Dana D’Auria, co-CIO and group president, Envestnet Solutions at Envestnet noted that the partnership will enable advisors allocate to structured investments through the Envestnet for the first time.
‘The integration allows advisors to add fee-based structured investments into proposals, transact on those products and assess them next to more traditional asset classes without ever leaving the Envestnet ecosystem,’ she said.
Advisors using the Envestnet platform will also be able to access multimedia educational resources, including a library of 90+ videos, on-demand asset class education and customised compliance-tracking tools; the partnership includes a structured investments module available via Envestnet MyBlocks | MoneyGuide for investor education where advisors can understand the potential impact of structured products on a portfolio.
Citi launches range of products linked to Qontigo’s clean energy indices
Qontigo has introduced an exclusive series of Stoxx indices targeting the clean energy theme and that have risk control and decrement overlays.
The indices, which will be licensed to Citigroup as underlyings for structured products, include the iStoxx Global Clean Energy Selected 30; iStoxx Global Clean Energy Selected 30 NR Decrement 5%; iStoxx Global Clean Energy Selected 30 NR Risk Control 10%; and iStoxx Global Clean Energy Selected 30 NR Risk Control 10% Decrement 4.5%.
‘Events in the last year have catalysed the transformation of the energy sector towards alternative energy sources and more sustainability,’ said Arthur Dorbessan, global head of retail indices at Citigroup.
The iStoxx Global Clean Energy Selected 30 is comprised of 30 companies from developed and CEEMEA markets that make at least 20% of sales combined from 140 business activities within the clean energy theme.
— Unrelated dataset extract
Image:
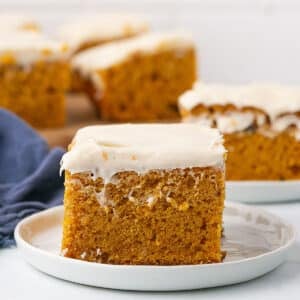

These include production of wind energy equipment, solar cells, electric vehicles charging stations and biodiesel. The business categorisation is based on Revere (RBICS) data.
Companies in breach of global norms, or those that have a severe controversy rating, or are involved in controversial and military weapons, adult entertainment, gambling, oil and gas, nuclear power, thermal coal or tobacco are not eligible for selection - companies whose trading volume fails to pass a threshold are also removed to ensure index tradability.
In a final selection step, the 50% of stocks with the lowest volatility are kept. From there, the 30 stocks with the highest dividend yield are selected into the index. The new index family includes versions which apply either an additional risk-control overlay or a decrement on top, or both.
‘The structured-products industry continues to unveil some of the most innovative solutions, meeting the needs and objectives of a sophisticated client base,’ said Armelle Loeb (above right), head of Emea index sales at Qontigo.